CoreNet: A library for training deep neural networks

> Relationship with CVNets

> CoreNet evolved from CVNets, to encompass a broader range of applications beyond computer vision. Its expansion facilitated the training of foundational models, including LLMs.

We can expect it to have grown from here: https://apple.github.io/ml-cvnets/index.html

It looks like a mid-level implementations of training and inference. You can see in their "default_trainer.py"[1] that the engine uses Tensors from torch but implements its own training method. They implement their own LR scheduler and optimizer; the caller can optionally use Adam from torch.

It's an interesting (maybe very Apple) choice to build from the ground up instead of partnering with existing frameworks to provide first class support in them.

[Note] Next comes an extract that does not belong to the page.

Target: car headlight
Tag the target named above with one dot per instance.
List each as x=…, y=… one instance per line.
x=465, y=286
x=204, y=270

The MLX examples seem to be inference only at this point. It does look like this might be a landing ground for more MLX specific implementations: e.g. https://github.com/apple/corenet/blob/5b50eca42bc97f6146b812...

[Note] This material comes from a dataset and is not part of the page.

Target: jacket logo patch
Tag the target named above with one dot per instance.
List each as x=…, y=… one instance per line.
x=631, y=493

It will be interesting to see how it tracks over the next year; especially with their recent acquisitions:

Datakalab https://news.ycombinator.com/item?id=40114350

DarwinAI https://news.ycombinator.com/item?id=39709835

1: https://github.com/apple/corenet/blob/main/corenet/engine/de...

error9348 · a year ago

The interface looks very Apple as well. Looks like you create a config file, and you already have a model in mind with the hyperparameters and it provides a simple interface. How useful is this to researchers trying to hack the model architecture?

One example: https://github.com/apple/corenet/tree/main/projects/clip#tra...

sigmoid10 · a year ago

Not much. But if you just want to adapt/optimize hyperparams, this is a useful approach. So I can certainly see a possible, less technical audience. If you actually want to hack and adapt architectures it's probably not worth it.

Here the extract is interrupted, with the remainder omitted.